Stijgende kerkgang
Voor het eerst in 60 jaar gaf 2004 een stijging te zien in de kerkgang, volgens het Centraal Bureau voor de Statistiek; vooral in de steden. Daar zitten interessante ontwikkelingen achter.
1. Er is een grote groei van allochtone christenen. De vele Ghanese, Chinese, Surinaamse enz. kerken trekken inmiddels wekelijks meer dan 100.000 mensen. Hun ligging is overwegend evangelisch.
2. De vrijzinnigheid (waartoe ik de hoofdmoot van de P.K.N. ook reken) heeft zichzelf voor een groot deel vernietigd. De vrijzinnigheid kenmerkt zich door ontkenningen (de waarheid van de Bijbel, de unieke positie van Christus of de verlossing door het kruis). Maar de meeste vrijzinnigen weten niet goed waar ze voor staan, want de catechese is onder hen zwak tot afwezig. De vrijzinnigheid kent als bijverschijnsel een lage waardering voor kerk en geloof, waardoor hun jeugd in grote aantallen afhaakt, tot er een meer gematigd gezelschap overblijft. Hun kinderen zullen eerder geneigd zijn bij de kerk te blijven.

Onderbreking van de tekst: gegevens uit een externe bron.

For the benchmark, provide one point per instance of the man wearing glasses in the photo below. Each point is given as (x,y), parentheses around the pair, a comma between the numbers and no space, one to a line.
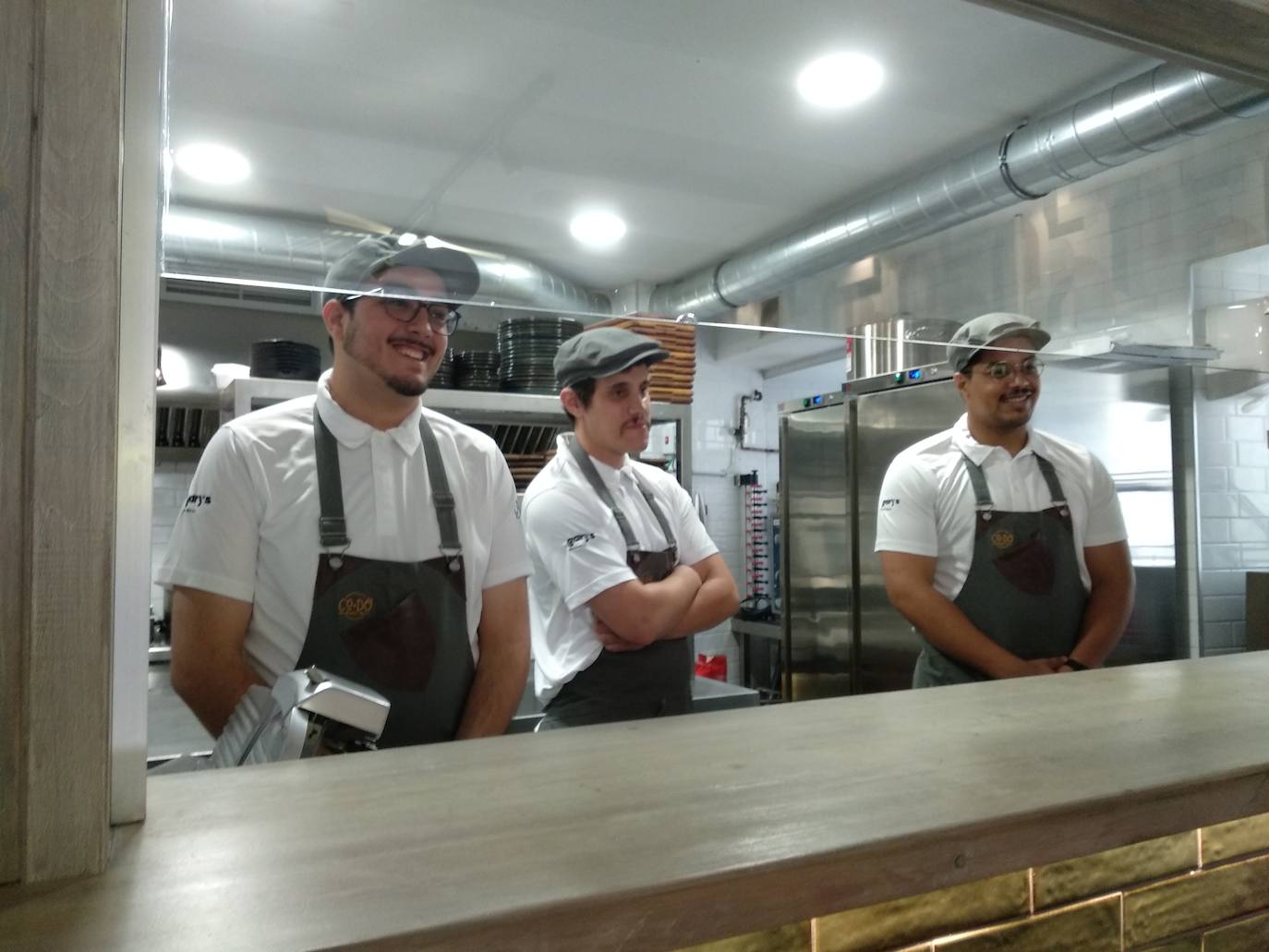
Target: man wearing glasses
(1003,545)
(357,531)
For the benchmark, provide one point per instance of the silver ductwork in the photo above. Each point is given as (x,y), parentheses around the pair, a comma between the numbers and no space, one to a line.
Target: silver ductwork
(223,245)
(1133,118)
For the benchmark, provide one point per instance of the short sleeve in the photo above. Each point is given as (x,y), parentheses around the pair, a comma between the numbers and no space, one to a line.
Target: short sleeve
(695,542)
(569,541)
(214,541)
(906,518)
(1106,519)
(508,558)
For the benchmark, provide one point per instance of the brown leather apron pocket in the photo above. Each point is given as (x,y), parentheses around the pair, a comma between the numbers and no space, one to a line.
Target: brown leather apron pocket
(1028,566)
(397,649)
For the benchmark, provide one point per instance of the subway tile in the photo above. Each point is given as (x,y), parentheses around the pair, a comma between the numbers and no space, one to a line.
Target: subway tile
(1220,556)
(1246,935)
(1236,838)
(1195,900)
(1246,529)
(1217,583)
(1093,927)
(953,909)
(1103,873)
(794,937)
(1224,609)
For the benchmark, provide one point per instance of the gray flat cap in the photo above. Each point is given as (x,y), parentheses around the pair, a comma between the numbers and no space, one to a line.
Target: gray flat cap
(601,352)
(357,270)
(987,329)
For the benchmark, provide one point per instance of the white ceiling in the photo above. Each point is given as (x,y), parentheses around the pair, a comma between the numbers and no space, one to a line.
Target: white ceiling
(494,121)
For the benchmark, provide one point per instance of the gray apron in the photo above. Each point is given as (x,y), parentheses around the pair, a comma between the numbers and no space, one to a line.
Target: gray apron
(626,686)
(1024,589)
(397,627)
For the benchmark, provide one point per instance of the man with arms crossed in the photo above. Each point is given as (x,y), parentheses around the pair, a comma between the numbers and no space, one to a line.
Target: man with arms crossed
(623,572)
(1003,545)
(357,531)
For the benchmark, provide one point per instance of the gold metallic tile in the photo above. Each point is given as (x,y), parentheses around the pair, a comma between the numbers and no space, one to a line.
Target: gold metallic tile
(1092,927)
(1191,901)
(1113,870)
(1248,935)
(957,908)
(1236,838)
(1193,944)
(794,937)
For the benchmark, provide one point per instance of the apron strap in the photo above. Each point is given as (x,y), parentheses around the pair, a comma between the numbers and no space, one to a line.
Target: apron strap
(332,528)
(1049,474)
(591,474)
(332,525)
(983,495)
(441,499)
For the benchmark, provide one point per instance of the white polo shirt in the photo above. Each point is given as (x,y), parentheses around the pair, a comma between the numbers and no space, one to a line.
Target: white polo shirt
(577,552)
(926,504)
(248,528)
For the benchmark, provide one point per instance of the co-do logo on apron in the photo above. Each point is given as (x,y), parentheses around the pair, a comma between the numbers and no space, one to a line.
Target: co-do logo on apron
(1001,538)
(355,606)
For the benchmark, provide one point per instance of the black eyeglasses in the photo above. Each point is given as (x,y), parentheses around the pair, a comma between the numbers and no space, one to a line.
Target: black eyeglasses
(441,318)
(1003,369)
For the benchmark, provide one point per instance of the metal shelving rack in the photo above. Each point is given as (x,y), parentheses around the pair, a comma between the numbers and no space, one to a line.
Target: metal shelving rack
(478,407)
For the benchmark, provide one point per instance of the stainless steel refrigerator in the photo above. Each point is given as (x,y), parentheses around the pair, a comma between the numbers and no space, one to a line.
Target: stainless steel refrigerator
(840,633)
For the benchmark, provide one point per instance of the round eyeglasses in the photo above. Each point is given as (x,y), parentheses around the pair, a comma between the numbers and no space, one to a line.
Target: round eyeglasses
(1003,369)
(441,318)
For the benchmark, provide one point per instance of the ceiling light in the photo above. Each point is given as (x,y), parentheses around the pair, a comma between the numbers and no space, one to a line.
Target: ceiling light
(839,80)
(213,164)
(190,226)
(597,229)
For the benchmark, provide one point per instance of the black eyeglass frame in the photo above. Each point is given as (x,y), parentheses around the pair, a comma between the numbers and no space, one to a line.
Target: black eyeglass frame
(1032,367)
(406,308)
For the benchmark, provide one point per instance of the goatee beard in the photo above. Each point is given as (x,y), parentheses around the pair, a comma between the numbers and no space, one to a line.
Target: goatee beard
(406,387)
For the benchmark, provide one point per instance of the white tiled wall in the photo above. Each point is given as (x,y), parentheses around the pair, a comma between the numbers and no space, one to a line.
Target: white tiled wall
(172,487)
(1232,447)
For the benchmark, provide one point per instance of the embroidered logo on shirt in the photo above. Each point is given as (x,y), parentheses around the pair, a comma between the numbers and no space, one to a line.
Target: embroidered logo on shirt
(355,606)
(579,541)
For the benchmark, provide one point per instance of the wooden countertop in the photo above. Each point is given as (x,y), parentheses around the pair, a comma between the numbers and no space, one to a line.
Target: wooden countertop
(662,833)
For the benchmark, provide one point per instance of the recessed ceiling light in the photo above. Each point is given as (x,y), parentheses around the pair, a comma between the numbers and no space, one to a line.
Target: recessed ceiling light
(839,80)
(192,226)
(597,229)
(213,164)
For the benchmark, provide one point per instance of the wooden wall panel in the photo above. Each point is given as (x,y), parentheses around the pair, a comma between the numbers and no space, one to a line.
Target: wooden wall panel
(17,53)
(73,420)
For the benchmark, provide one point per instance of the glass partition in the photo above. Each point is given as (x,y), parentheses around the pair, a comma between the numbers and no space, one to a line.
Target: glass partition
(669,163)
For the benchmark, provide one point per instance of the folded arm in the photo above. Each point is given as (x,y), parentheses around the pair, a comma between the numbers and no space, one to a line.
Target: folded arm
(209,668)
(504,661)
(1109,602)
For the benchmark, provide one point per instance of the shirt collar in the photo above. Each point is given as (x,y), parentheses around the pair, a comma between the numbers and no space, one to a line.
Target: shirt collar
(979,452)
(353,433)
(610,476)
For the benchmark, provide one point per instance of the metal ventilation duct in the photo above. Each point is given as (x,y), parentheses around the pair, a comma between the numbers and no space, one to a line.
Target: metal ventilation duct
(226,245)
(1133,118)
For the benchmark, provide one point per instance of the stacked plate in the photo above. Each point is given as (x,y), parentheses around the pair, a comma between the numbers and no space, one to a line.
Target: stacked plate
(476,369)
(444,376)
(284,359)
(528,346)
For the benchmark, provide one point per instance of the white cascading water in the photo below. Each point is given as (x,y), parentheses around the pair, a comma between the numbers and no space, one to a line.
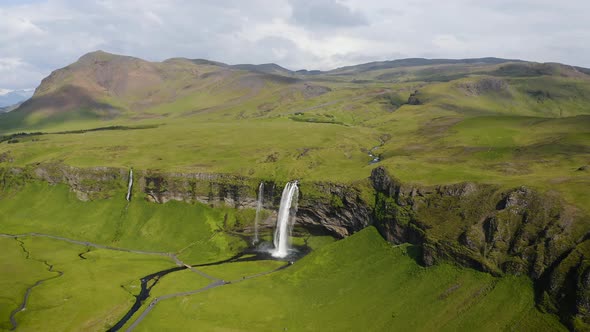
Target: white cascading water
(130,185)
(287,212)
(258,209)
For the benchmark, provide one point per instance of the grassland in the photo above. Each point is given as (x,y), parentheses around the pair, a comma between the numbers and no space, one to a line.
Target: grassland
(510,125)
(356,284)
(487,124)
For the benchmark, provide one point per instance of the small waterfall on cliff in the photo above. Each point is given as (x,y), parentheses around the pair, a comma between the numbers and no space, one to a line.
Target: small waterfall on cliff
(130,185)
(258,209)
(287,212)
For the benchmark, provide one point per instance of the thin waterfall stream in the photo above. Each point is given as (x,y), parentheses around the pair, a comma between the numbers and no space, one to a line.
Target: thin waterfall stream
(128,197)
(285,219)
(258,211)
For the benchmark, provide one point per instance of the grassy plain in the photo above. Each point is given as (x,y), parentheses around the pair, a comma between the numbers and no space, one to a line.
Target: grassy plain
(360,283)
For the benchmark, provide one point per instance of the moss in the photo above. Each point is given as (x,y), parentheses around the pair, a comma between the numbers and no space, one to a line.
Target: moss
(336,202)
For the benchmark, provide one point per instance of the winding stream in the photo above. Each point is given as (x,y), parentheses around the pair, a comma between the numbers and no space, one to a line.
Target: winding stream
(23,304)
(261,252)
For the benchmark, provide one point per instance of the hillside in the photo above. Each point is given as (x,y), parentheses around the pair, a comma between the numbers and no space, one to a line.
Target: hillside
(481,163)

3. Er is een zekere toename van het confessionele element in de kerken. Dat is deels demografisch bepaald: orthodoxe gelovigen krijgen gemiddeld meer kinderen. Verder zijn hun kinderen trouwer aan kerk en geloof. Terwijl de strijdbaarheid van de vrijzinnigheid lijkt af te nemen, neemt die van meer behoudende groepen juist toe in de Nederlandse kerken, inclusief de P.K.N.
4. Kerkstrijd leidt gewoonlijk tot een verhoging van de kerkgang (!). De elkaar bestrijdende groepen proberen velen achter zich te krijgen door een intensievere geestelijke bearbeiding - wat vrijwel altijd leidt tot verhoogde deelname. Kerkstrijd was er zeker, het afgelopen jaar...
En zo gebeurt wat velen hoopten en weinigen voor mogelijk hielden. De kerk is in opmars!